Oakley Capital Investments Limited (LON:OCI) is the topic of conversation when Hardman and Co’s Financial Analyst Mark Thomas caught up with DirectorsTalk for an exclusive interview.
Q1: Your recent report on Oakley Capital Investments sits behind a disclaimer. What can you tell us about that?
A1: It is just the standard disclaimer that many investment companies have. In essence, for regulatory reasons, there are some countries (like the US) where the report should not be read. In the UK, because private equity is not a simple asset class, it should only be looked at by professional / qualified investors. P2 of the report gives all the details.
Q2: Can you give us your brief summary of the 67-page report?
A2: The company (OCI) has generated market-beating returns from its concentrated, three-sector-focused portfolio of private equity (PE) investments via Oakley Capital Investments PE funds. The company has a proven model for sourcing investments, and an excellent track record of identifying resilient value opportunities and delivering superior returns.
Looking at that in more detail over 10 years, OCI has delivered a 156% total NAV return. Its investments in the company’s private equity (PE) funds have delivered total realised returns of 3.5x money multiple and 48% gross IRR to date since inception. The net performance is reflected in its NAV growth. They have unique advantages in origination, management, and complex-deal structuring.
Portfolio companies benefit from improved operational efficiency, strategic development, ratings, and governance. OCI’s end-June cash was £261m (59% of market cap.) – well positioned to take market opportunities. The 1H’20 NAV total return was 4%, despite COVID-19. The 35% NAV discount appears anomalous with performance.

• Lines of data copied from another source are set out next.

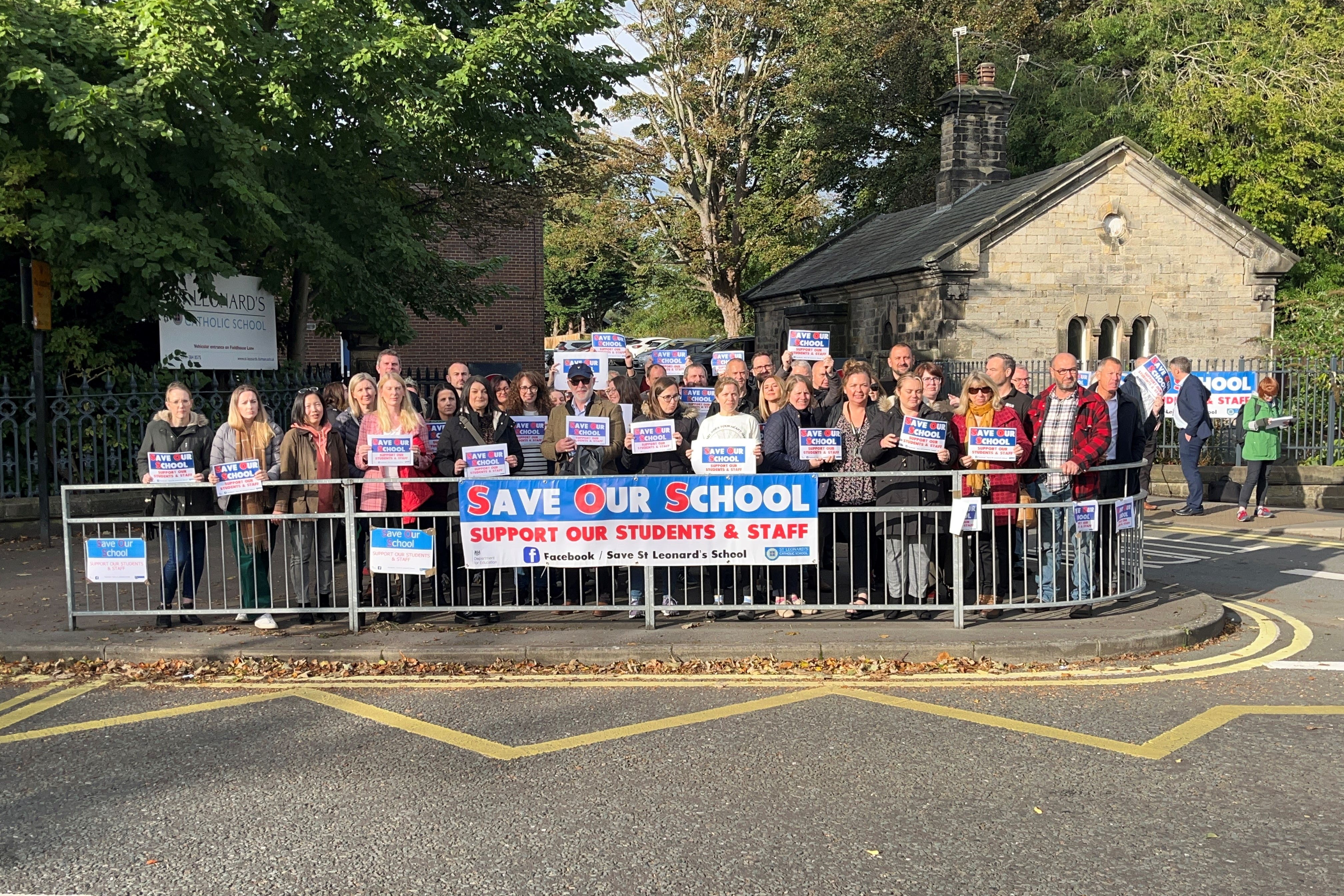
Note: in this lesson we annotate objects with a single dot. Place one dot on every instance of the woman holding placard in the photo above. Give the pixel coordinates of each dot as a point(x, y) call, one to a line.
point(984, 428)
point(1260, 416)
point(854, 418)
point(781, 455)
point(179, 430)
point(249, 437)
point(312, 451)
point(394, 417)
point(771, 399)
point(664, 406)
point(530, 395)
point(910, 535)
point(480, 422)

Q3: What can you tell us about its strategy?
A3: OCI has outperformed public markets, with value in the underlying companies being created in six ways: i) committed funding for strategic development, including acquisitions; ii) delivering operational improvements to grow revenue, manage costs and optimise financing (OCI observes the latter is not a key driver); iii) improving valuations, i.e. buy low and sell high; iv) enhancing corporate governance; v) concentration in the mid-market, Europe and three sectors; and vi) OCI, the manager, has repeatable origination advantages. In particular, it appears to be the preferred partner for entrepreneurs, resulting in more than 75% of deals being uncontested, and, in over 90% of cases, it is the first PE investor in their portfolio companies.
Oakley Funds, and so OCI investments, are concentrated in areas where the manager sees that it can add value. It is in the middle market, with target EVs in the range of €100-€400m. The company is geographically concentrated in Western Europe, where there is less competition and where there are more targets. Other positives include i) the NAV approach appears conservative at the valuation date, ii) the dry powder in large buyout funds increases realisation options, iii) following timely disposals, cash levels (£261m June) are high, allowing opportunities for re-deployment at potentially attractive returns in due course, and iv) a proactive, multi-pronged approach to managing the NAV discount.
Q4: And what about the risks?
A4: PE is an above-average cost business, and OCI’s total incurred costs are at the higher end of peers. We note that i) significant due diligence and post-acquisition management limit downside risks, ensuring the costs are more than compensated for by rewards, ii) returns are after all costs, iii) we estimate three quarters of costs are performance-related, iv) the manager/investor split of fees appears in line with the market, and v) funds holding public equities incur many more costs at the underlying company level.
PE has proved remarkably resilient to historical economic downturns, although investor sentiment to this issue is, we believe, negative. Academic research highlights that PE continues to outperform public markets with committed funding and the enhanced management it brings to investee companies. In terms of COVID-19 exposure, we note i) the NAV total return in 1H’20 was 4% (-1% constant currency) – a peer and listed market-beating performance, ii) 12 out of 15 companies are, by year, expected to be at or close to budget, iii) OCI’s expertise/funding adds material value in such challenging times, and iv) technology bias of portfolio. Gearing appears appropriate, and cov-lite documentation should reduce the probability of default.
We believe the valuations are conservative (as evidenced by material uplifts on exits), and Oakley Capital Investments’ liquidity is strong. It should never be in a position of being a forced seller at distressed prices. There is also a long tail to underperforming companies.